# trapping Season



## 280IM (Mar 28, 2005)

Is anyone ready and waiting for the season to open? Will these gas prices 
change your plans? Just want to see what other people are thinking. 
280


----------



## take EM' close (Oct 21, 2004)

I'm ready to try to get me some ****....and maybe an occasion bobcat, coyote or fox! 

No need to worry for gad for me....I just cross the river behind my house and set some **** traps back there. But I will put some out of town because I'm going for 40 ***** this year.

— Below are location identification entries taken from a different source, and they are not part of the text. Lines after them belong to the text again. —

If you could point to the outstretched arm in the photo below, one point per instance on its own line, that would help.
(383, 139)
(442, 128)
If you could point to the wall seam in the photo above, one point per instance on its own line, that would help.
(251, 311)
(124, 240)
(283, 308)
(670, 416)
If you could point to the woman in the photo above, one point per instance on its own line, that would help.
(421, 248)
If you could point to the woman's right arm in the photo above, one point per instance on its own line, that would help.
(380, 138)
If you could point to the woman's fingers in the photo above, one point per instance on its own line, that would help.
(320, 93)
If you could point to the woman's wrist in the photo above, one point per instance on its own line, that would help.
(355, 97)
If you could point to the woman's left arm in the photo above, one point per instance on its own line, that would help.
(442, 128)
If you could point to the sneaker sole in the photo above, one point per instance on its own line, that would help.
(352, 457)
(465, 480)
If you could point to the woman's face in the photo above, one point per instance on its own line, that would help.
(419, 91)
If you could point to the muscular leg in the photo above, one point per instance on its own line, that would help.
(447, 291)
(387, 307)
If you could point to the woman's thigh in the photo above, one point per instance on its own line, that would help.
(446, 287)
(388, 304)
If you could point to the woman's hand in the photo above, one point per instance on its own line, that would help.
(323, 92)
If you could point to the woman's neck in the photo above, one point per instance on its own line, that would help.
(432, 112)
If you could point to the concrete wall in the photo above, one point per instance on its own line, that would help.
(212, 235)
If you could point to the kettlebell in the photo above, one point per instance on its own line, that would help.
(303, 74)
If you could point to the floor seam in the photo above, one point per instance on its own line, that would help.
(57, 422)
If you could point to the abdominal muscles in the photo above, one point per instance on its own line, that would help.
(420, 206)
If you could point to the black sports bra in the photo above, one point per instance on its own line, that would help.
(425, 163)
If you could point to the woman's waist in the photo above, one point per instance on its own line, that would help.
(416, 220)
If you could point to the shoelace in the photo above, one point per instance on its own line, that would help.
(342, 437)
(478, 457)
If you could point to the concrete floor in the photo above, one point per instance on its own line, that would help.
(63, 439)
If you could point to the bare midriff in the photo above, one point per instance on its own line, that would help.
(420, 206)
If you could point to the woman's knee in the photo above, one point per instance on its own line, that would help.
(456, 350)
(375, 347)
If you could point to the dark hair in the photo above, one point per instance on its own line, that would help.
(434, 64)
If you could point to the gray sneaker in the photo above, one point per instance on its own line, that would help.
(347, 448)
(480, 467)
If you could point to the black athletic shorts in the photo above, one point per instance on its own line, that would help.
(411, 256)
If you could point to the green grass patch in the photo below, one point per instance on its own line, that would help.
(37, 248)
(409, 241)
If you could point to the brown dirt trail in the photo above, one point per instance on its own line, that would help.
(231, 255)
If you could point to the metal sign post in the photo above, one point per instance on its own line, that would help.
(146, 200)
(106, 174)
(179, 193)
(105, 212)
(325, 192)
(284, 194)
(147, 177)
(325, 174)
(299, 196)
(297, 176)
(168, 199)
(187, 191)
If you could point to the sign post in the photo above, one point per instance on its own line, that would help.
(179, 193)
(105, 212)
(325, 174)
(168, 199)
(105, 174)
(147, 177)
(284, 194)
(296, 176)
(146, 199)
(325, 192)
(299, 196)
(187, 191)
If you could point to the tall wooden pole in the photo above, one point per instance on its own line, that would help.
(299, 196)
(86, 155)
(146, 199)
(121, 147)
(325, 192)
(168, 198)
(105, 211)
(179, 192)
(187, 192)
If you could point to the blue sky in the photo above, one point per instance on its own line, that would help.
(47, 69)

My dad on the other hand....he drives 5 hours about ever 3 days to check his traps so I'm sure he will be pissin and moanin.


----------



## Roughrider (Apr 12, 2005)

All dyed, waxed and ready to go. I won't be driving around as much thats for sure. Probably have to stick within 5 miles and concentrate my line more. I'll have alot more double, triple and quadruple sets. Good luck.


----------



## TRAPPER4582 (Aug 17, 2005)

I'm all ready to hit it hard. I'v gottan permission on to trap on some awsome coyote land and i'm pumped. The gas prices have me worried but I'm not going to slow down any. I'm going to gamble that the high gas prices will keep the fur harvest low which will hopefully raise some prices on fur. I have 300 + legholds to set and I'm going to set them. I love going full throttle. I think I would feel empty inside if I didnt. Trapping is something that burns deep inside of me. You guys that love to trap know exactly what I mean. I may lose my butt this year because of the gas prices, but I'm going to have fun doing it!!!

:rock: Good luck boys!!!!!!!!!!!!!!!!!!!!!!!!!!!


----------



## 280IM (Mar 28, 2005)

is anyone going to use the break away snares as Missouri now will let you use them above ground but you must go to a school first I would like to hear from anyone who has used them and how they got along 280


----------